Epley maneuver has proven to eliminate symptoms in 72-78% of patients with BPPV with complete resolution in 91% after 2 treatments in some studies.
However, a Cochrane systematic review in 2003 concluded that evidence is lacking for the Epley maneuver:

Although we are firmly convinced that the Epley maneuver is superior to simple clinical observation or vestibular suppressant that treatment, we accept that better studies are needed. The Epley maneuver or anything similar, usually does not provide long-term resolution of symptoms, but still better than other alternatives.
Hilton M, Pinder, D, Cochrane Ear, Nose and Throat Disorders Group. The Epley (canalith Repositioning) maneuver for benign paroxysmal positional vertigo. Cochrane Database of Systematic Reviews. 1, 2003.

Epley also proposes to place a serious pitch (125 Hz) on the mastoid, to take off the otoliths of the semicircular canal wall.




Semont maneuver
Semont in 1988 described the move to release and although it Cupulolithiasis demonstrated as effective Epley as is often used with positive results.


maneuver the barbecue or head roll test.
For the treatment of horizontal canal BPPV.
The replacement described by Lempert and Tiel-Wilck and modified by Baloh is a 360 º in phases: the head is rotated 90 º and 180 º body each time.



Brandt-Daroff exercises
Exercises Brandt-Daroff home are held 3 times day for two weeks. In each series the maneuver is repeated 5-10 times.
the exercises are not recommended at the beginning of treatment. Only recommended in refractory cases.


No evidence exists that would advise the limitation of head movements after recanalization maneuvers for the treatment of BPPV.

However, several studies support the use of pillows to sleep in an inclined position after the maneuvers.


Efficacy of postural restriction in treating benign paroxysmal positional vertigo.


In this paper, the restriction of the position with a collar 2 days after the modified Epley maneuver increased the therapeutic effect of repositioning in the treatment of canalicular Posterior semicircular canal BPPV.


Clinical practice guideline: benign paroxysmal positional vertigo.

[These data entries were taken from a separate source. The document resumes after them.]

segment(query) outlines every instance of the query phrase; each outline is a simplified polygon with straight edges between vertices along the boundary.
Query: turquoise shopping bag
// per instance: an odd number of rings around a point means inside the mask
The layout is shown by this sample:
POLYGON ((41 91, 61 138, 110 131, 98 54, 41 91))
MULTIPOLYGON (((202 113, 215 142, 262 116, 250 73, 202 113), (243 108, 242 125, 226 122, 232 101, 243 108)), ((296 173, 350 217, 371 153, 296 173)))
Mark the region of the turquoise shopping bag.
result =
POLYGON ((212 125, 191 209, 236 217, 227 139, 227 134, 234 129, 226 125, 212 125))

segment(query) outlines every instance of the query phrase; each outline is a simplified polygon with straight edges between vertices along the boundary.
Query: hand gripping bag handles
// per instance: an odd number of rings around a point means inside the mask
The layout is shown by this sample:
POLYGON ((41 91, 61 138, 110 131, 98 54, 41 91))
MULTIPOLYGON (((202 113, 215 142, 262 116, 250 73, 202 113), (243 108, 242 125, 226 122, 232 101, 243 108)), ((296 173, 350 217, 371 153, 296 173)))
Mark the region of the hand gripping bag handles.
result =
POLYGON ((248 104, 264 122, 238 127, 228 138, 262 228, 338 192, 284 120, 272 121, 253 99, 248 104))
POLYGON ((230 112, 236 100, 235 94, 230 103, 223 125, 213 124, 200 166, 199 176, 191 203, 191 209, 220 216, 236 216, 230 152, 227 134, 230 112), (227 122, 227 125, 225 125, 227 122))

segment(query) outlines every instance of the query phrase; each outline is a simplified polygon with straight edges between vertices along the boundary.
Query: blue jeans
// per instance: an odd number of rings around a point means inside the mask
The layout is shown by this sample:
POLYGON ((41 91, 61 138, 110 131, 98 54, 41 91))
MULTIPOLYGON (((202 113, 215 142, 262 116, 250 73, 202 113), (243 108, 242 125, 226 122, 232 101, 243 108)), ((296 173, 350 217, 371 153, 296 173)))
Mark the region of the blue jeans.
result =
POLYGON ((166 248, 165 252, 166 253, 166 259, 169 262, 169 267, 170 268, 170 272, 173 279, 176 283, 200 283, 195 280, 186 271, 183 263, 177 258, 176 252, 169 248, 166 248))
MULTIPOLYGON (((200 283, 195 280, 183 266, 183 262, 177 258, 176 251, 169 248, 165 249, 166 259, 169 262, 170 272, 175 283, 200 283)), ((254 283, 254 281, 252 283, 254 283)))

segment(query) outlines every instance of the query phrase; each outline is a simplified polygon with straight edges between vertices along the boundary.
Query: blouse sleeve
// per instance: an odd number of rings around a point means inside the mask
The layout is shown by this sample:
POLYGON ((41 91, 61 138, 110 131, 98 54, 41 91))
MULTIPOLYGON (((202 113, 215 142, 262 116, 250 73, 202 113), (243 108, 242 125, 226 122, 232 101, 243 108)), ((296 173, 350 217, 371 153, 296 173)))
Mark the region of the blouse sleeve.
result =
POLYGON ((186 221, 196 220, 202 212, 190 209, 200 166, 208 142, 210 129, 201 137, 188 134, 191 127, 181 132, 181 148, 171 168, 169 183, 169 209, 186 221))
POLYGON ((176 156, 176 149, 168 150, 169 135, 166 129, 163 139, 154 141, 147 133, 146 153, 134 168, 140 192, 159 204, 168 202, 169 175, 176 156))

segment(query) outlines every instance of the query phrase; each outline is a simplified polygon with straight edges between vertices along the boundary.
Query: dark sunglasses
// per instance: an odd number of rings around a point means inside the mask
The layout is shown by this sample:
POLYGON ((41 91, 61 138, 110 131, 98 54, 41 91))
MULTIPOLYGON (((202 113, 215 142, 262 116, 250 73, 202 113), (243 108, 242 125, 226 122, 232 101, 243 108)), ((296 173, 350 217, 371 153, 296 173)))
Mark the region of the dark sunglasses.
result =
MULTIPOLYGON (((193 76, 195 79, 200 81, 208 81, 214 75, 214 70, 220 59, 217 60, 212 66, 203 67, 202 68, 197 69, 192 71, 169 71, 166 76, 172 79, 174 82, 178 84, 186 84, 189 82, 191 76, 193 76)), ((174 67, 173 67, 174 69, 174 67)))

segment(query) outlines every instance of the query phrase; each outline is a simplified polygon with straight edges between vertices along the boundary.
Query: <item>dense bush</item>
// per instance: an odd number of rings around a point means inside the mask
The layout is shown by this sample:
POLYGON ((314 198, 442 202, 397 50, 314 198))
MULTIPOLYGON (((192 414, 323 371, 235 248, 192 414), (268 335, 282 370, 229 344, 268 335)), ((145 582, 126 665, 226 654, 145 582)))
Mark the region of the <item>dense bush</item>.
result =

Finally, the 2008 provides a review of clinical guidelines on VBBP:

1. The clinician should diagnose posterior semicircular canal VBBP when the vertigo associated with nystagmus causes the Hallpike-Dix maneuver.
2. Not recommended radiographs or vestibular tests patients with BPPV, unless the diagnosis is uncertain, or any signs or symptoms not related to BPPV.
3. Not recommended for treatment with vestibular suppressant drugs such as antihistamines or benzodiazepines.
4. It is recommended if the patient has a history compatible with BPPV and the Hallpike-Dix maneuver is negative, perform supine roll test to evaluate the lateral semicircular canal.
5. The clinician should distinguish BPPV from other causes of imbalance, dizziness and vertigo,
6. The clinician should ask patients with BPPV of the factors that influence: as decreased mobility or balance, CNS disorders, lack of support at home, and an increased risk of falling,
7. Clinicians should treat posterior canal BPPV with the repositioning maneuver,
8. Clinicians should reassess patients a month after the initial period of observation or treatment to confirm the resolution of symptoms.
9. Clinicians should evaluate patients who did not work the initial treatment and there remains an underlying VBBP or trastono peripheral vestibular or CNS disorder.
10. Clinicians should counsel patients about the impact of BPPV on safety, the possibility of recurrence, and the importance of monitoring.
11. It is offered as vestibular rehabilitation options guided by the clinical or home exercise.
12. Hearing tests are not recommended in patients diagnosed with VBBP s.